Nothing substitutes for a personal visit to the facility. Once you have identified a nursing home that seems (on paper, at least) to be affordable, to have the services necessary and to have a vacancy, visit the facility. Ask to see the entire facility, not just the nicely decorated lobby or a designated unit. Try to get a feel for the quality of care and how residents are treated by the staff. Resident appearance, use of restraints, residents’ rooms, quality of food and activities are all–important factors in evaluating a nursing home. However, nothing is more important than the quality and quantity of nursing home staff.
How do you feel when you visit the facility? How does it compare to others? How did the administrator and staff treat you? Remember that you’ll be depending on these people to take care of your loved one. If you don’t like visiting there, imagine what it would be like living there.
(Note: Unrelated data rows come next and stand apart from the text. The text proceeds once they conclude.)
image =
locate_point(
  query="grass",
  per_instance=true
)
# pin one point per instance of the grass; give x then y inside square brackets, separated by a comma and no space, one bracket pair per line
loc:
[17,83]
People sometimes over–estimate the importance of an attractive building. While a nursing home should be safe, clean and comfortable, it doesn’t do the potential resident any good to choose a “fancy” nursing home if the resident can’t afford it, if it can’t meet the resident’s needs or if it is too far away for family and friends to visit.
Do comparative shopping. Use CANHR’s Fact Sheet, Nursing Home Evaluation Checklist to help you evaluate facilities under consideration.
Arranging Care During Hospitalization
Many people are admitted to nursing homes from hospitals. If your family member or friend is hospitalized, contact the hospital’s discharge planning or social work office as soon as possible to request assistance in arranging nursing home care. Hospitals are required to help patients locate and obtain care and services they will need upon discharge. Some hospitals are more helpful and cooperative than others but all are equally responsible to give you professional, timely assistance.
Hospitals cannot discharge patients to nursing homes without their consent and cannot charge for extra days of care if they have not met their discharge planning responsibilities. See CANHR’s Fact Sheet, Challenging Hospital Discharge Decisions,for more information on hospital discharge rights.
It is a good idea to review CANHR’s Fact Sheet on Nursing Home Admission Agreements before admission to a facility. CANHR also publishes several other fact sheets on nursing homes, such as Residents’ Rights and Making Care Plans Work, that give important information about your rights and how to get the best possible care.